アゼルバイジャンとアルメニア、アルマトイで和平交渉開催

【アスタナINPS Japan/Atana Times=ダナ・オミグラジィ】 アゼルバイジャンのジェイフン・バイラモフ外相とアルメニアのアララト・ミゾヤン外相は、5月10日にカザフスタンのアルマトイで交渉を開始した。カザフスタンのムラト・ヌルトレウ副首相兼外相は、両外相を歓迎し、カザフスタンが仲介役を引き受けることなく、交渉をホストする事務局としての職務を誠実に遂行する準備ができていることを強調した。 「アゼルバイジャンとアルメニア両国は、カザフスタンにとって親密な国であるだけでなく、重要な戦略的パートナーでもあります。
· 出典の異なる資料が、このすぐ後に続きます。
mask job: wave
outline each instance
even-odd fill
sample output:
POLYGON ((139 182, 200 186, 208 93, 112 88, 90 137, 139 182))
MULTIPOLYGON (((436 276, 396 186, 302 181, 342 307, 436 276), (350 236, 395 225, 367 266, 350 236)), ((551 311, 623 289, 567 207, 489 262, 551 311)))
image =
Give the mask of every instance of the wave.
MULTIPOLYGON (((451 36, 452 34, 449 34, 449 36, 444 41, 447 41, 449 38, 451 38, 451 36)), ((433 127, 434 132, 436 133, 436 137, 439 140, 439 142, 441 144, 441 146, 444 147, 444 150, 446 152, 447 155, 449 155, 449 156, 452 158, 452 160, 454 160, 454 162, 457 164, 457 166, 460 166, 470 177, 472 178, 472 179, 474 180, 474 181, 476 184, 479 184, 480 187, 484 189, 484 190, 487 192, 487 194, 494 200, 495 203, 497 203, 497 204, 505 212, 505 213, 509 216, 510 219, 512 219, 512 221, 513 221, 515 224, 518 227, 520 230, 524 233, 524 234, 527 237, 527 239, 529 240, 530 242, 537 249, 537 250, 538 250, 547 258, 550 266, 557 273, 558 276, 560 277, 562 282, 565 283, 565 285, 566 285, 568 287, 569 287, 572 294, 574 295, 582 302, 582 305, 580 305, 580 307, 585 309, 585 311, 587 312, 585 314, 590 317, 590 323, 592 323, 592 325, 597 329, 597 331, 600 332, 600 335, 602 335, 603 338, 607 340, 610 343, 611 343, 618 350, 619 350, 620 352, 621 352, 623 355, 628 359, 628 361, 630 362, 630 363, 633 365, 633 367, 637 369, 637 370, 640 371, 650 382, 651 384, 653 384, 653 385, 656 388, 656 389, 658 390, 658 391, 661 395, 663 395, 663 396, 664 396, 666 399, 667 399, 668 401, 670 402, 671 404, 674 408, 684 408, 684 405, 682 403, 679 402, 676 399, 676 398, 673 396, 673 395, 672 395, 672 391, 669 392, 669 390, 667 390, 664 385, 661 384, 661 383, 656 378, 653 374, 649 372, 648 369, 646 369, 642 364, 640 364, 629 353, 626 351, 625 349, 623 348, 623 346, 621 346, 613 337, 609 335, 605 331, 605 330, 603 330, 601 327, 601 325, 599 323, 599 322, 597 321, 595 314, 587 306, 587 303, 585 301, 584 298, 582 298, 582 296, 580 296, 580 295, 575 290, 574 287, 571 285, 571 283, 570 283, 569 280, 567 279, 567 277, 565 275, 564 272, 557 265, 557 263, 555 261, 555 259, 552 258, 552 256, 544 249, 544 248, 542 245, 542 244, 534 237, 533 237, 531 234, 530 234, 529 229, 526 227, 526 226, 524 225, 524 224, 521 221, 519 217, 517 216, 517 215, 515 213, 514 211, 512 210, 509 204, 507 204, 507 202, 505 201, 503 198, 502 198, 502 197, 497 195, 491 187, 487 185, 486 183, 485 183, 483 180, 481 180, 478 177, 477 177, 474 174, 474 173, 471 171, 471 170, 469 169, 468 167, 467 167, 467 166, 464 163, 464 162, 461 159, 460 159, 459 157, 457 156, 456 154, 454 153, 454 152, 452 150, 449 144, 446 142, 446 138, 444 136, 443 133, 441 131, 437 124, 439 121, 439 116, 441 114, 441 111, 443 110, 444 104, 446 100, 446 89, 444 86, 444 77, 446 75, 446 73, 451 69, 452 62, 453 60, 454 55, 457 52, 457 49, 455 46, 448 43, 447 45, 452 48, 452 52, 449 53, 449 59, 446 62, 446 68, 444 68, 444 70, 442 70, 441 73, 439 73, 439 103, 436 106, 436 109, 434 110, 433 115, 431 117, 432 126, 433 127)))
古来より、両国民は何世紀にもわたる友好の絆、相互理解、共通の歴史的過去によって結ばれてきました。両国間の協議が、信頼にもとづく対話を通じて実りあるものとなり、成功裏に目標を達成することを祈念します。」と語った。 バヤラモフ外相は、カザフ政府、とりわけこの交渉をホストするイニシアチブをとってくれたカシム・ジョマルト・トカエフ大統領に感謝の意を表した。 「我々はこのプロセスを非常に重要視しており、作業を継続する用意があることを確認したい。アルマトイでの交渉は非常に有益なものになると確信しており、今後2日間、未解決の問題の解決策を見出すために前向きに取り組んでいきたい。」とバイラモフ外相は語った。 ミゾヤン外相もまた、今回の会談をホストしたカザフ政府に感謝の意を表した。 「アルメニアは和平を目指していることを強調したい。我々は非常に建設的に交渉プロセスに参加しています。さらに、我々は平和条約の締結にとどまるべきでないと考えています。すべての輸送インフラは、その領土を通過する国々の主権の下に置かれるという理解の下で、(現在遮断している)域内のすべての交通通信を共同で解除することができます。私たちが合意する国境、行政、税関手続きを抑制するすべての手続きは、相互主義の原則に従い、相互のものとなります。」とミゾヤン外相は語った。 ヌルトレウ外相はまた、アゼルバイジャンおよびアルメニアの外相と個別に二国間協議を行い、協力の展望について話し合った。 ミゾヤン外相との会談では、両外相はカザフスタンとアルメニア間でハイレベルの政治対話が進展している現状に満足の意を示した。 3カ国の外相は、国境画定を含むアゼルバイジャン・アルメニア間の関係解決における画期的な1991年のアルマ・アタ宣言の役割を挙げ、今般アルマトイでアゼルバイジャンとアルメニア外相が会談した象徴的な重要性を強調した。 バヤラモフ外相との会談では、カザフ・アゼルバイジャンの戦略的パートナーシップと同盟の強化について話し合われ、貿易と通過・輸送拡大の可能性について意見交換が行われた。 バイラモフ外相は、アゼルバイジャンとアルメニアの二国間和平プロセス促進におけるカザフスタン政府の努力と支援に感謝の意を表した。(原文へ) INPS Japan この記事は、Astana Timesに初出掲載されたものです。 関連記事: アゼルバイジャンのシュシャで「カリ・ブルブル」国際音楽祭が開幕 |視点|カザフスタンが 「21世紀のスイス」になる可能性(ドミトリー・バビッチ) |視点|カザフスタンの宗教間対話イニシアチブ:知恵とリーダーシップで世界の調和を育む(浅霧勝浩INPS Japan理事長)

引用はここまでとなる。